The burqa is also banned if it covers the face. Islamic headscarves are banned from French schools and government buildings by a separate law prohibiting visible religious symbols including crosses, turbans, and kippahs (brimless hat worn by some Jewish men).
Compared to the British approach, which is more tolerant, the French policy seems draconian. Examples of heavy-handed policing of Muslim women (a woman on the beach in Nice being forced to remove her outer clothing by armed police officers in August 2016; a veiled woman being dragged screaming into a police vehicle in Toulouse in April 2018) do not improve the general picture.
In 2010, American Islamic scholar Hamza Yusuf said he was personally opposed to the face veil, but that it is nevertheless a legitimate choice for Muslim women.
He wrote that on a trip to France he reflected how odd it was that “to unveil a woman for all to gape at is civilised but for her to cover up to ward off gazes is a crime”. He added: “While the French Prime Minister [François Fillon at that time] sees no problem exposing in public places a woman’s glorious nakedness, he is oddly and rabidly disturbed by allowing others to cover it up.

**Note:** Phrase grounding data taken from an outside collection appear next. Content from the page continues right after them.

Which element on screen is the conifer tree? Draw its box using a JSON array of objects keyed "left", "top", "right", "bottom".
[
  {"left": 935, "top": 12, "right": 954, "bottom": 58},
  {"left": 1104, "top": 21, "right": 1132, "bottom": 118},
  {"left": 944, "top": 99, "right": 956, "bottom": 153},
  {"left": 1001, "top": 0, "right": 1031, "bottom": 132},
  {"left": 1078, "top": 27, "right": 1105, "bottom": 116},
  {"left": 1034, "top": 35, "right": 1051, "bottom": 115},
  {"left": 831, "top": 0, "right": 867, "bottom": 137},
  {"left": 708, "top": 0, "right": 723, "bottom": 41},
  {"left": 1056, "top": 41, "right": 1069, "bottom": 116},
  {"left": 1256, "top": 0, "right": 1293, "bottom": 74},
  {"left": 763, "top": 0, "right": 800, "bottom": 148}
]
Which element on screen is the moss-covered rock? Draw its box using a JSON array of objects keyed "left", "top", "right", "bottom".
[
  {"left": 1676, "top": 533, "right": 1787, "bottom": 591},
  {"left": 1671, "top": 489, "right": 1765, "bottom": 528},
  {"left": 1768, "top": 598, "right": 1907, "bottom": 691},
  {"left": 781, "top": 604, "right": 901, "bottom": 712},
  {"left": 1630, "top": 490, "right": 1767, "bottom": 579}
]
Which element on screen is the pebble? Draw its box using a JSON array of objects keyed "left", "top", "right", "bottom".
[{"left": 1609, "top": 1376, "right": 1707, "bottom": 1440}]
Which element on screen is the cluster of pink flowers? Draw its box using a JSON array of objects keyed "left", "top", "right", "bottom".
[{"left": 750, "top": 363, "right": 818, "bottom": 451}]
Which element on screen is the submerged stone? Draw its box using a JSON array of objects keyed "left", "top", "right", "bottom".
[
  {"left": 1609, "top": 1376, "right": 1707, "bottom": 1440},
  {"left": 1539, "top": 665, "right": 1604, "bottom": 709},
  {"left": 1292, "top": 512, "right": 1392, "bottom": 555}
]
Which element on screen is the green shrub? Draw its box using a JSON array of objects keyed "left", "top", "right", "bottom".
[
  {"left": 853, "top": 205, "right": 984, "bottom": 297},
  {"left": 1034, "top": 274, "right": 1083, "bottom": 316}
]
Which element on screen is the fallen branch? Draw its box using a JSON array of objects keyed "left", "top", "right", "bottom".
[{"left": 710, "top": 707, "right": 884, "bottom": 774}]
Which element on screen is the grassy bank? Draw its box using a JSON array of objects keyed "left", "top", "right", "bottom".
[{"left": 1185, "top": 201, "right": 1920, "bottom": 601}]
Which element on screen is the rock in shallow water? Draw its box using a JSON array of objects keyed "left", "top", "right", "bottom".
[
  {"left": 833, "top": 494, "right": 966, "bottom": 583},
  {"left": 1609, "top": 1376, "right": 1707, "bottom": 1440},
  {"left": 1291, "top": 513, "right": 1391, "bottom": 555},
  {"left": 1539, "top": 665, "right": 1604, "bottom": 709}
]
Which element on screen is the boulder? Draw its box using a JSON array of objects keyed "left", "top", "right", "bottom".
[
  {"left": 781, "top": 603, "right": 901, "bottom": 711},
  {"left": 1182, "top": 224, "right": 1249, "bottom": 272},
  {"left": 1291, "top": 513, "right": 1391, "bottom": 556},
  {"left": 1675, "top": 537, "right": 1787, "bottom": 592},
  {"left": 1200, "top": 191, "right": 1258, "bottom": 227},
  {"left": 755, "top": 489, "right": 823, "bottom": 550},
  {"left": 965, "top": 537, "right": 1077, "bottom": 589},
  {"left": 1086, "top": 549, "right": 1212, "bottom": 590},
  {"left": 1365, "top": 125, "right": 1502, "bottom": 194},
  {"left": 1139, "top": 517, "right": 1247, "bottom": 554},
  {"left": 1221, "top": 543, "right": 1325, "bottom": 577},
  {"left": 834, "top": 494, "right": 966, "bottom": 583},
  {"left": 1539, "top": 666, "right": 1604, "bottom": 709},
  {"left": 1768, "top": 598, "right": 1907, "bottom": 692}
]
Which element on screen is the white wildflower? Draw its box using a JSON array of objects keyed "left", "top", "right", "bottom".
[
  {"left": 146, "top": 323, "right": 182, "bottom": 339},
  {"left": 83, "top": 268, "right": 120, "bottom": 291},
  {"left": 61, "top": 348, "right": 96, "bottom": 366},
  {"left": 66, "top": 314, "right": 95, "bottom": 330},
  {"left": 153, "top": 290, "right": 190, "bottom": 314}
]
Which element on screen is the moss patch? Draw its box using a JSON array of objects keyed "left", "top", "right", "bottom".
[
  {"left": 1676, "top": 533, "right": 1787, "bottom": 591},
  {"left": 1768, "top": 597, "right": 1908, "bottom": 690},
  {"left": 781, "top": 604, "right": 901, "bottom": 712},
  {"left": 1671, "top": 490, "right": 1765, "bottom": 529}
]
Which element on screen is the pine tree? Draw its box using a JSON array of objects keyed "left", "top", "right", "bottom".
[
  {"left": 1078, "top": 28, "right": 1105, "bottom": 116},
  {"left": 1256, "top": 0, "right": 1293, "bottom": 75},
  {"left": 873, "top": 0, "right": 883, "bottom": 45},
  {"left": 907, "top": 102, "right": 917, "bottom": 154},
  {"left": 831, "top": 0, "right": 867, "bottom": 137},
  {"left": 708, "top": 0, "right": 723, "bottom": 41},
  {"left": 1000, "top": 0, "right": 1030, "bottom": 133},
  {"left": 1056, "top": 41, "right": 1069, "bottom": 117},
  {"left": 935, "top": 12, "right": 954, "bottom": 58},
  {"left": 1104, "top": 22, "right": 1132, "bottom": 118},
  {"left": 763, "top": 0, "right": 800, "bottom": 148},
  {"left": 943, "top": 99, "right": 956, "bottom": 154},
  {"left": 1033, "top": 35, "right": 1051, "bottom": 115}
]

“The sooner secular nations learn to allow people of faith to live their lives in peace, the sooner peace will flourish.”
Read that again. There’s a problem. Where is the woman’s decision in that? Who is doing the exposing in this paragraph? An invisible man? And for what purpose? In order that she may be gazed at. Sorry, but a woman’s body isn’t merely sexual. Most women in France do not choose to wear shorts in order to attract the male gaze, and they don’t wear a floor-length frock to avoid it.

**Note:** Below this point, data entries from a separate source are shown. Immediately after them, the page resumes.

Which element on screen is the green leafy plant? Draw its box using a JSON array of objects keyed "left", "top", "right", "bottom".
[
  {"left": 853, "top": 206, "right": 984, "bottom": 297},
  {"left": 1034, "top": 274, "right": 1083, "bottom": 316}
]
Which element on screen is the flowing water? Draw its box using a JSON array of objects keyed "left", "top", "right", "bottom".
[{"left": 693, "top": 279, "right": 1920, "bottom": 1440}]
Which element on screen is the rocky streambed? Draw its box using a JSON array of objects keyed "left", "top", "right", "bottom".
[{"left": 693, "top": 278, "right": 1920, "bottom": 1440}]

They wear what seems practical and appropriate at the time. Shorts when it is hot, evening dress when it’s a formal party, headscarf when painting the ceiling, jeans because they’re comfortable.
Feeling obliged to cover up in order to avoid being gazed at is nonsense. Men don’t do it, why should women? It is the same deal as saying women should cover up to avoid being whistled at, harassed, stalked, up-skirted or even worse.

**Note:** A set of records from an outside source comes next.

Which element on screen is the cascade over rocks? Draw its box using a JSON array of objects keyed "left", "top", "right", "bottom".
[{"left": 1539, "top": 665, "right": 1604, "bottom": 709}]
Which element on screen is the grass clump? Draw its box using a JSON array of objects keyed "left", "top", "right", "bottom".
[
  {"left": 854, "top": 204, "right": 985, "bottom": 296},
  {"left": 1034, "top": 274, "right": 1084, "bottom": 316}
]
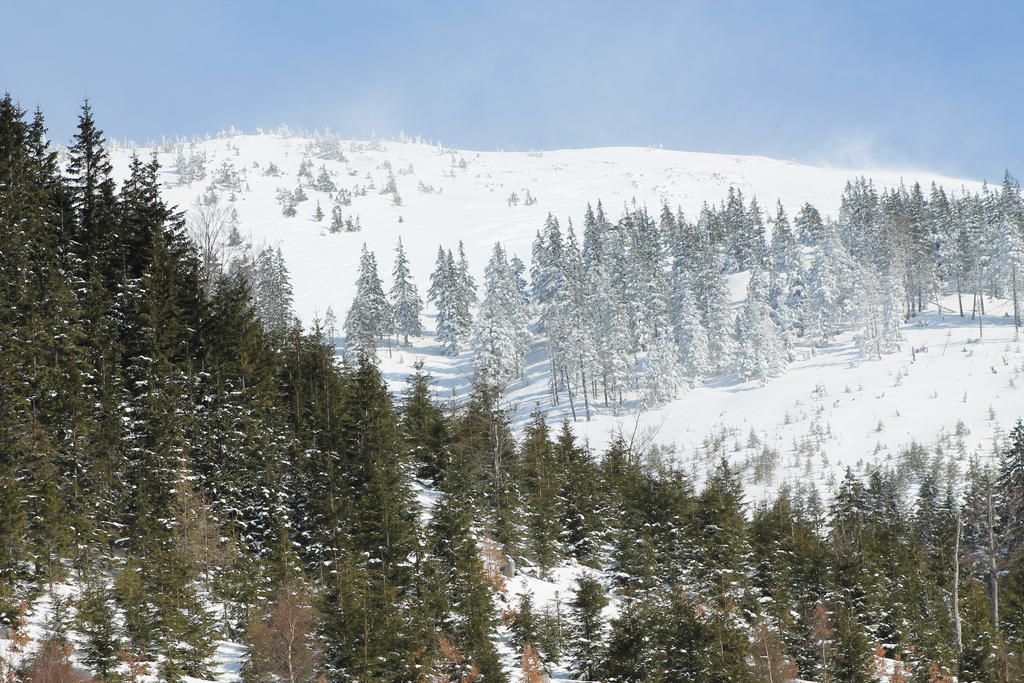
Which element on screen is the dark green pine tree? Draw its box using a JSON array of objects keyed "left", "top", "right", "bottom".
[
  {"left": 0, "top": 94, "right": 87, "bottom": 607},
  {"left": 996, "top": 420, "right": 1024, "bottom": 660},
  {"left": 957, "top": 571, "right": 1003, "bottom": 681},
  {"left": 75, "top": 578, "right": 122, "bottom": 680},
  {"left": 66, "top": 99, "right": 118, "bottom": 283},
  {"left": 191, "top": 273, "right": 296, "bottom": 599},
  {"left": 122, "top": 366, "right": 218, "bottom": 679},
  {"left": 400, "top": 360, "right": 451, "bottom": 483},
  {"left": 0, "top": 95, "right": 32, "bottom": 625},
  {"left": 694, "top": 459, "right": 750, "bottom": 604},
  {"left": 319, "top": 360, "right": 426, "bottom": 680},
  {"left": 518, "top": 408, "right": 564, "bottom": 576},
  {"left": 825, "top": 469, "right": 874, "bottom": 682},
  {"left": 658, "top": 585, "right": 755, "bottom": 682},
  {"left": 860, "top": 469, "right": 921, "bottom": 653},
  {"left": 450, "top": 379, "right": 521, "bottom": 556},
  {"left": 601, "top": 593, "right": 659, "bottom": 681},
  {"left": 641, "top": 466, "right": 697, "bottom": 586},
  {"left": 0, "top": 463, "right": 25, "bottom": 626},
  {"left": 998, "top": 421, "right": 1024, "bottom": 558},
  {"left": 510, "top": 591, "right": 538, "bottom": 656},
  {"left": 603, "top": 438, "right": 660, "bottom": 595},
  {"left": 115, "top": 210, "right": 217, "bottom": 676},
  {"left": 827, "top": 601, "right": 874, "bottom": 683},
  {"left": 428, "top": 448, "right": 506, "bottom": 681},
  {"left": 567, "top": 573, "right": 607, "bottom": 681},
  {"left": 749, "top": 490, "right": 812, "bottom": 674},
  {"left": 555, "top": 420, "right": 604, "bottom": 565}
]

Women, however they are dressed, aren’t responsible for the criminal behaviour of certain men. I’m glad schoolgirls in France are protected from pressures to cover their hair, I’m glad that women’s faces can’t be covered up in public, and I welcome the new Loi Schiappa, establishing €90 on-the-spot fines for sex pests on the street.
Because the problem isn’t what women wear, it’s what men read into it.